Dolly sat up and rubbed her eyes. “What is the matter? ” she asked.
“That’s what I’d like to know! Why, the very idea of a little girl with a birthday sleeping as if it were any other day !”
“Sleeping! I haven’t slept a wink Why, the clock has been talking, and the cricket, and, — ”
“Very likely! As if I’d believe that when I’ve knocked over the poker and the shovel and the tongs, and you never so much as winked.”
Dolly looked up at the old clock, but never a word did it say. The broad, good-natured face beamed down upon her the same as ever, but she fancied it wore a wise expression that said as plainly as so many words: “Keep quiet; boys are not half so wise as they think they are. Don’t mind him, but remember all I have told you, and try to learn something every day from everybody. Be glad that you have clocks to tell you the time and to remind you to keep your hands busy and to do right, do right.”

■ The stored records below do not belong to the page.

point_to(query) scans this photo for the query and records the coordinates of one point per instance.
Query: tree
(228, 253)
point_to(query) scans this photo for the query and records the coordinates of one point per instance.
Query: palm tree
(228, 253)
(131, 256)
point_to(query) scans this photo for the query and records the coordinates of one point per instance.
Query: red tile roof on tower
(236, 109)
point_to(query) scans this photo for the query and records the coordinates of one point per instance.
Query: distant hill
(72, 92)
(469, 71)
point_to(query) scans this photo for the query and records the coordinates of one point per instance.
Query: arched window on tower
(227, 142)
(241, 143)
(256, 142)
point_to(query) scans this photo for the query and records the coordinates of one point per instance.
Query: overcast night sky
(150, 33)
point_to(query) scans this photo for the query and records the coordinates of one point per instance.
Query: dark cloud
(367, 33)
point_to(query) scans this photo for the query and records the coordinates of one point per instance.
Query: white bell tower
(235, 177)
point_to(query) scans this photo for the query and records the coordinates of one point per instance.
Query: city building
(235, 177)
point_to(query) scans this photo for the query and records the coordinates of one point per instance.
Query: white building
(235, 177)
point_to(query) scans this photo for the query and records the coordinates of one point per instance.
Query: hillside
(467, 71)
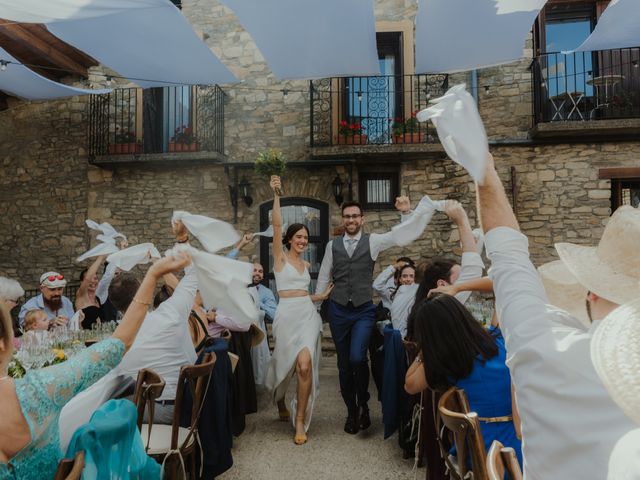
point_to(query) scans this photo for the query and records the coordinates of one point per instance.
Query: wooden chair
(459, 426)
(166, 442)
(149, 387)
(70, 469)
(501, 459)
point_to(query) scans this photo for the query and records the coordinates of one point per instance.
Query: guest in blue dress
(456, 351)
(30, 406)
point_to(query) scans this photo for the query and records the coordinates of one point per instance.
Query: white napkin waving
(128, 258)
(107, 240)
(460, 130)
(223, 284)
(269, 231)
(213, 234)
(415, 223)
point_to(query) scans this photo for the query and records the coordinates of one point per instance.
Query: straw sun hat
(612, 269)
(615, 353)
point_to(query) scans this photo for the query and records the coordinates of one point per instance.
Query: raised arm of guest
(276, 221)
(89, 275)
(235, 251)
(380, 282)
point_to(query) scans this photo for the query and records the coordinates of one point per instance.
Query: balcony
(587, 93)
(372, 114)
(158, 124)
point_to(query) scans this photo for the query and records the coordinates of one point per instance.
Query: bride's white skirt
(297, 326)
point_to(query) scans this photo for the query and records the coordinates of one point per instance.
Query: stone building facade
(50, 185)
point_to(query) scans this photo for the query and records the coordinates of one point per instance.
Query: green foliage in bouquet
(16, 370)
(270, 162)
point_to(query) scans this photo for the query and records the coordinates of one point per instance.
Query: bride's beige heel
(300, 439)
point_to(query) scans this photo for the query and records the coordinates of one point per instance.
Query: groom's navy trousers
(351, 330)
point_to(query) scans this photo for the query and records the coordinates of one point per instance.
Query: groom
(348, 262)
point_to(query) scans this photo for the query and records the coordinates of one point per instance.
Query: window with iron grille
(378, 190)
(625, 192)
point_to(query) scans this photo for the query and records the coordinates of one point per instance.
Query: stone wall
(49, 188)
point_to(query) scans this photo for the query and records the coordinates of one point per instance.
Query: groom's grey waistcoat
(352, 276)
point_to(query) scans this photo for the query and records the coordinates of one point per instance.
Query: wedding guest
(455, 350)
(36, 319)
(58, 308)
(569, 423)
(29, 445)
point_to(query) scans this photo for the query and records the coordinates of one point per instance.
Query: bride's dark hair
(291, 231)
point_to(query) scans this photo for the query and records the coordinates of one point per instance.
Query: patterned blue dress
(42, 394)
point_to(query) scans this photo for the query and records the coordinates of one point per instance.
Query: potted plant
(125, 142)
(270, 162)
(183, 140)
(407, 130)
(350, 133)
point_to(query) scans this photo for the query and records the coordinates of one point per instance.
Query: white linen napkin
(460, 130)
(213, 234)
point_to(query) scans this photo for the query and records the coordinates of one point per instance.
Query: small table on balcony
(604, 84)
(559, 101)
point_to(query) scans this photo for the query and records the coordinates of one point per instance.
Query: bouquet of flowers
(271, 162)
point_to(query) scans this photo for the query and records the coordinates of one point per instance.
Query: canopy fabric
(616, 28)
(459, 35)
(46, 11)
(23, 82)
(304, 39)
(151, 47)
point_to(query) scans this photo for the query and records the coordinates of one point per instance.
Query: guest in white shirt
(441, 272)
(391, 280)
(402, 296)
(569, 423)
(164, 341)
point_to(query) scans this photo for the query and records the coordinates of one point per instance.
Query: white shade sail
(23, 82)
(147, 41)
(618, 27)
(458, 35)
(46, 11)
(152, 47)
(304, 39)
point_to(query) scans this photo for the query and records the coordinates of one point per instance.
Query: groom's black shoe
(351, 425)
(364, 421)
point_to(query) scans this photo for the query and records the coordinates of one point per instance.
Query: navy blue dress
(488, 390)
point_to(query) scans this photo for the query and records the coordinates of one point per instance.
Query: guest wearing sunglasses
(58, 308)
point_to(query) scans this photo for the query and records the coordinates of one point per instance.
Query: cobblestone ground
(266, 451)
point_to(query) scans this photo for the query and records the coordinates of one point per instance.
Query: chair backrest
(149, 387)
(70, 469)
(456, 416)
(501, 459)
(196, 378)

“Dolly! Dolly! Why do you keep staring at that old clock? I declare you are half asleep yet!”
Dolly rubbed her eyes and stared at her laughing brother, and then again at the now silent clock. She was glad that she had been warned to keep quiet, for she did not feel like telling the whole story then; but when she grew up she used to tell little children “What the clock told Dolly.”